Trama
Sono nato sensibile ma è la prima volta che sento che ciò sia un vanto, un dono. Proprio scrivendo queste righe, mi rendo conto di quanto erroneo sia sempre stato il mio convincimento che sentirsi sensibile è una cosa da nascondere, come la confessione di un delitto verso la società.
Da sempre ho sentito ogni particolare, ogni parola, ogni istante come troppo importanti per dedicargli quell’atteggiamento superficiale che le masse, la gente, dedica ai rapporti umani e alle cose.

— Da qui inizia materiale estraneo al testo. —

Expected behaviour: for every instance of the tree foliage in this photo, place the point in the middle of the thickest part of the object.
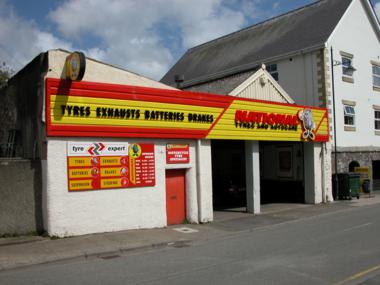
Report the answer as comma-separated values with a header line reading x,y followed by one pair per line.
x,y
5,73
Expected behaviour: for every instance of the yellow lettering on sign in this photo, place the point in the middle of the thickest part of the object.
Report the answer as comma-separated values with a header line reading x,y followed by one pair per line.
x,y
109,172
80,184
109,160
80,173
79,161
130,113
110,183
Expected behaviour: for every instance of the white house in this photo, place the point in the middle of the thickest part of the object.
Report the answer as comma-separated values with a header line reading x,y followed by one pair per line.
x,y
310,52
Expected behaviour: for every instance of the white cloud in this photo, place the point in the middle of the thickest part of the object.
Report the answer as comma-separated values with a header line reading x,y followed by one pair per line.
x,y
141,36
131,33
21,40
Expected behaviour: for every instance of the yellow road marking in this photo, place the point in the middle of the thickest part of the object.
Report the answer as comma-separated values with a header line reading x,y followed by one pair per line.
x,y
358,275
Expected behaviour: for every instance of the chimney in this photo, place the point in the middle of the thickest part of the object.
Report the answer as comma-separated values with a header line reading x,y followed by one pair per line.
x,y
179,79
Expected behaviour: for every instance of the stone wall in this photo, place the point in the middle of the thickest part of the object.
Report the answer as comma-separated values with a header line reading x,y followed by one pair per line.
x,y
20,197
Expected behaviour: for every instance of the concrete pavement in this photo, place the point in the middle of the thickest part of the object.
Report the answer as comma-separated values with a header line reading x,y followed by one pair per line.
x,y
30,250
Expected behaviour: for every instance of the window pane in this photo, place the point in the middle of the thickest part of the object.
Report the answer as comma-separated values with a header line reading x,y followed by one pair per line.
x,y
346,61
348,110
349,120
376,81
376,70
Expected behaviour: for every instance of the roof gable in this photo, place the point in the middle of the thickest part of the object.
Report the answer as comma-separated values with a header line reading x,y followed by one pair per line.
x,y
262,86
305,28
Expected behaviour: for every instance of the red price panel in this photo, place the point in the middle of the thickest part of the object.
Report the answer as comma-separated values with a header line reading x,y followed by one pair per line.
x,y
177,153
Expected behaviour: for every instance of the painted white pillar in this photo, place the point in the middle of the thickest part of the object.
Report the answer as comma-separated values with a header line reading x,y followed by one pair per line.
x,y
252,170
313,173
204,181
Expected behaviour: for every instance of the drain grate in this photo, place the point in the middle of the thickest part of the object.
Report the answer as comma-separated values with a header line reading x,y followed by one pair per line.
x,y
109,256
185,230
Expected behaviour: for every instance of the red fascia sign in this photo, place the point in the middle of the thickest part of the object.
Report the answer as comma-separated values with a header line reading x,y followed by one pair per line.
x,y
177,153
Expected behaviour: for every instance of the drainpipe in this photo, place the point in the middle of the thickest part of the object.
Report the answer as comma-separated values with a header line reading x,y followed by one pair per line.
x,y
323,173
199,184
335,147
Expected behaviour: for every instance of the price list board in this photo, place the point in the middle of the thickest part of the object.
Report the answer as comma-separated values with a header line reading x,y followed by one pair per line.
x,y
97,166
143,166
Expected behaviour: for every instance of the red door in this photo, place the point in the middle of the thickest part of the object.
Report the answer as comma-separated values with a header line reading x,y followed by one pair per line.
x,y
175,196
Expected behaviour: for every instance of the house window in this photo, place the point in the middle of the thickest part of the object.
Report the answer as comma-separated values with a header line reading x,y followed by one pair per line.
x,y
349,116
377,120
346,64
376,76
272,69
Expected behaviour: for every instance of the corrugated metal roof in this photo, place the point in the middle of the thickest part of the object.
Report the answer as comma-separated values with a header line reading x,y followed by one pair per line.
x,y
305,28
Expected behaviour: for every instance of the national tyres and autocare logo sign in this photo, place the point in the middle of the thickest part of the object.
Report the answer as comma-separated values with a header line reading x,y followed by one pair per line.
x,y
100,165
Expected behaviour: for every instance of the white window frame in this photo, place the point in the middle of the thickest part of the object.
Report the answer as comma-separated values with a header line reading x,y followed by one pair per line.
x,y
376,120
273,71
349,112
374,75
346,65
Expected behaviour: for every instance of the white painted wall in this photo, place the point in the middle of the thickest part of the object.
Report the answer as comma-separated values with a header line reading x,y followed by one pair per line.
x,y
298,77
355,35
84,212
204,181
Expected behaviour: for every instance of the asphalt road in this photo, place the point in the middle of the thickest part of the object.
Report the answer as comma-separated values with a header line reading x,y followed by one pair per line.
x,y
332,248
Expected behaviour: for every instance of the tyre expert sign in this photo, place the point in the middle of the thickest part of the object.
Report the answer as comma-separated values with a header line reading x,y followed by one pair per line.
x,y
100,165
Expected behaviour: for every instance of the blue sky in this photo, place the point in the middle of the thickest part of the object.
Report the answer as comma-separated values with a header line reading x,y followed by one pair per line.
x,y
143,36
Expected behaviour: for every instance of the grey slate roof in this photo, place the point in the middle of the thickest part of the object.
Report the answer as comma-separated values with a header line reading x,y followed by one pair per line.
x,y
303,29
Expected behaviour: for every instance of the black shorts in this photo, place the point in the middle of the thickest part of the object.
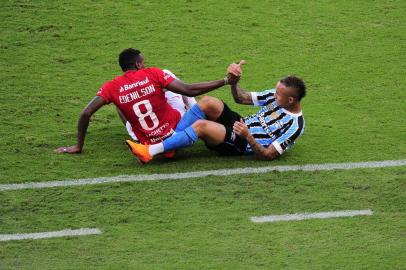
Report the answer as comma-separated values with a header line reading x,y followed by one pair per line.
x,y
233,144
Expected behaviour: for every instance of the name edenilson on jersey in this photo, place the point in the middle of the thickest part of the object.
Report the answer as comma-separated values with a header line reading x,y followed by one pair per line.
x,y
137,94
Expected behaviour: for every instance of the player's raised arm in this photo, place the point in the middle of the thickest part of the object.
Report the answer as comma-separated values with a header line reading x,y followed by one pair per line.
x,y
195,89
83,123
240,96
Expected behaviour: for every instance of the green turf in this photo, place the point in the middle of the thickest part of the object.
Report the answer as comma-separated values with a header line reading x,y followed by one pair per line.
x,y
204,223
54,55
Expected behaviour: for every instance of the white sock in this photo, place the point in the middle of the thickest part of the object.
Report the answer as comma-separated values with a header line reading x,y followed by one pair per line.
x,y
155,149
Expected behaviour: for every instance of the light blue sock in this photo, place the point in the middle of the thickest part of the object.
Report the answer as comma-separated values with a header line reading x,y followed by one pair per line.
x,y
191,116
180,139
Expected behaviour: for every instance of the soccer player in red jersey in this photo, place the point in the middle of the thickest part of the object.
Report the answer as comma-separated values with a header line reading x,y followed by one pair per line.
x,y
139,95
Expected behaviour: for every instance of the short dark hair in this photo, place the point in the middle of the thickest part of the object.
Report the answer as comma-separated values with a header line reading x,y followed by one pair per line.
x,y
296,83
128,58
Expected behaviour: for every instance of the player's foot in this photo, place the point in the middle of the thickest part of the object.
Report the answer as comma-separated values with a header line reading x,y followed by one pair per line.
x,y
140,150
169,154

La ricerca dell’utile, il fine utilitaristico dell’uomo moderno sembra spesso l’unico motivo per cui noi dovremmo osservare il mondo, farci un’opinione, provare emozioni e desideri.

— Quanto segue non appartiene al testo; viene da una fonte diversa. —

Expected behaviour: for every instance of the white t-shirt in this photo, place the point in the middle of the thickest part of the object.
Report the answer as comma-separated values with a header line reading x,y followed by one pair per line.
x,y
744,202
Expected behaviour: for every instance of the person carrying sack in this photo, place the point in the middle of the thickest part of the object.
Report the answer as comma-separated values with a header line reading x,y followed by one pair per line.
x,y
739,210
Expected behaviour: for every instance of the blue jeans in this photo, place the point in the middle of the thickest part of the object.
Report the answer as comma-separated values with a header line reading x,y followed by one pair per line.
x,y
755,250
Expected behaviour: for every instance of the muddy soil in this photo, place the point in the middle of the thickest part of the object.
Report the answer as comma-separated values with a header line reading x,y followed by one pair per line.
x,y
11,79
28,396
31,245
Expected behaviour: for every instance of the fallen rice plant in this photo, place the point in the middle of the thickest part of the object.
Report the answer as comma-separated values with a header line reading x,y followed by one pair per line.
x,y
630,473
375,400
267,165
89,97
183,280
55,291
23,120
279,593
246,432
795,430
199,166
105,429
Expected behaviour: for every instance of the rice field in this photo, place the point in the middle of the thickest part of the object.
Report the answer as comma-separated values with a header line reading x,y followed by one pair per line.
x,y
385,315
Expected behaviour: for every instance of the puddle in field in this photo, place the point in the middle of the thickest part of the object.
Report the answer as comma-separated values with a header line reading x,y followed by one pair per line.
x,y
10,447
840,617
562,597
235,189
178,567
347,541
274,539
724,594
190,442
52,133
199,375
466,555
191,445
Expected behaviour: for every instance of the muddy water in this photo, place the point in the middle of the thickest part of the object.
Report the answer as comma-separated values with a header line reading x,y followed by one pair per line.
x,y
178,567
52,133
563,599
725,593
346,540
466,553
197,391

Nel nostro tempo questo è addirittura codificato nei mass-media, in TV al cinema. Fare per avere, produrre, sono must have di qualsiasi conversazione, di qualsiasi parola pensata o espressa.
Il comandamento per cui bisogna sempre un poco fingere che dell’altro in realtà non ci freghi nulla, che gli altri sono importanti solo perché ci servono, ci sono utili, io l’ho sempre istintivamente sentito come una forzatura del mio animo.

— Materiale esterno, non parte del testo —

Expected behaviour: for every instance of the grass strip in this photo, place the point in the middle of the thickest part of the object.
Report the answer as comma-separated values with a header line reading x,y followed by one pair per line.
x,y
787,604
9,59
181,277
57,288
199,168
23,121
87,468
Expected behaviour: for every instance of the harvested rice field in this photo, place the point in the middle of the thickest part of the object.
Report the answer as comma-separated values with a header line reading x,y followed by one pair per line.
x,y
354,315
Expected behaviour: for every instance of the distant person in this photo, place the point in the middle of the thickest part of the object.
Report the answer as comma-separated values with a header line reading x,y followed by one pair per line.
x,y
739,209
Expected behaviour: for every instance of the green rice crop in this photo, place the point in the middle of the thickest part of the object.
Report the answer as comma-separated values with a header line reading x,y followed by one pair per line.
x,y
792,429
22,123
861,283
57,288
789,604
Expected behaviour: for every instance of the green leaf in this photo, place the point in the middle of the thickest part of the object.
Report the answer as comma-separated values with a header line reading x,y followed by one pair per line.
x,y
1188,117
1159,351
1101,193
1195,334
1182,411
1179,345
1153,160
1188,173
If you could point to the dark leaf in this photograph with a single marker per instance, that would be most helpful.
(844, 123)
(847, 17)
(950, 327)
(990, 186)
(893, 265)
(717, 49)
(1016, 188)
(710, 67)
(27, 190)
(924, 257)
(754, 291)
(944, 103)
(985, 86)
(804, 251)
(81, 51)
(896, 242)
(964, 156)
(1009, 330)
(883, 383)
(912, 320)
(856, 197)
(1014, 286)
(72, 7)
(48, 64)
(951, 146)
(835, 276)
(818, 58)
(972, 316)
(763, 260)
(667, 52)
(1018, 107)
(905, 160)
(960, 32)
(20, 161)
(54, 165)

Il processo di meraviglia nello scoprire il mondo in me si è sempre nutrito, in questi 42 anni, di tanti cambi di residenza e città: nato nella città di Salerno, in Campania, città dallo splendido lungomare, mi sono sempre trasferito in varie località, e in questo mai radicando il mio animo in un quartiere, in una casa, sulla terraferma del cuore. Come un navigatore, sono spesso rimasto solo con me stesso e con la mia famiglia.
Figlio unico, coccolato ed adorato da mia madre, con mio padre per lavoro spesso fuori e lontano, avevo tutte le condizioni sociodemografiche e psichiche per elaborare un’architettura interiore estremamente sensibile, quasi una finezza di pensiero assolutamente fragile ed insieme affilata, tagliente ma pronta a percepire ogni minima variazione, ogni minimo dettaglio di temperatura, pressione, movimento nei cuori altri.
La città in cui ho avuto residenza più a lungo è stata la città di Roma, delizia del turista e croce del cittadino romano alle prese con tanti problemi di una città indomita millenaria.
Qui a Roma, dove adesso scrivo ed elaboro pensieri, l’assenza di sensibilità della vita quotidiana si fa sentire più forte, più intensa, ne respiri l’odore, lo senti al gusto, è come un muro contro il quale si abbattono i tuoi pensieri: questa città respinge, per sua natura abituata gli imperi e alla grandezza mista a miseria spirituale, ogni tentativo di regolare i rapporti umani con la dolcezza, con la moderata saggezza, spingendomi spesso a desideri rabbiosi e collerici di andare via dall’Italia, come se fuori di qui ci potesse essere un essere umano perfetto, che è sempre e solo sognato, immaginato, anche quando si è nel posto più congeniale a sé del mondo.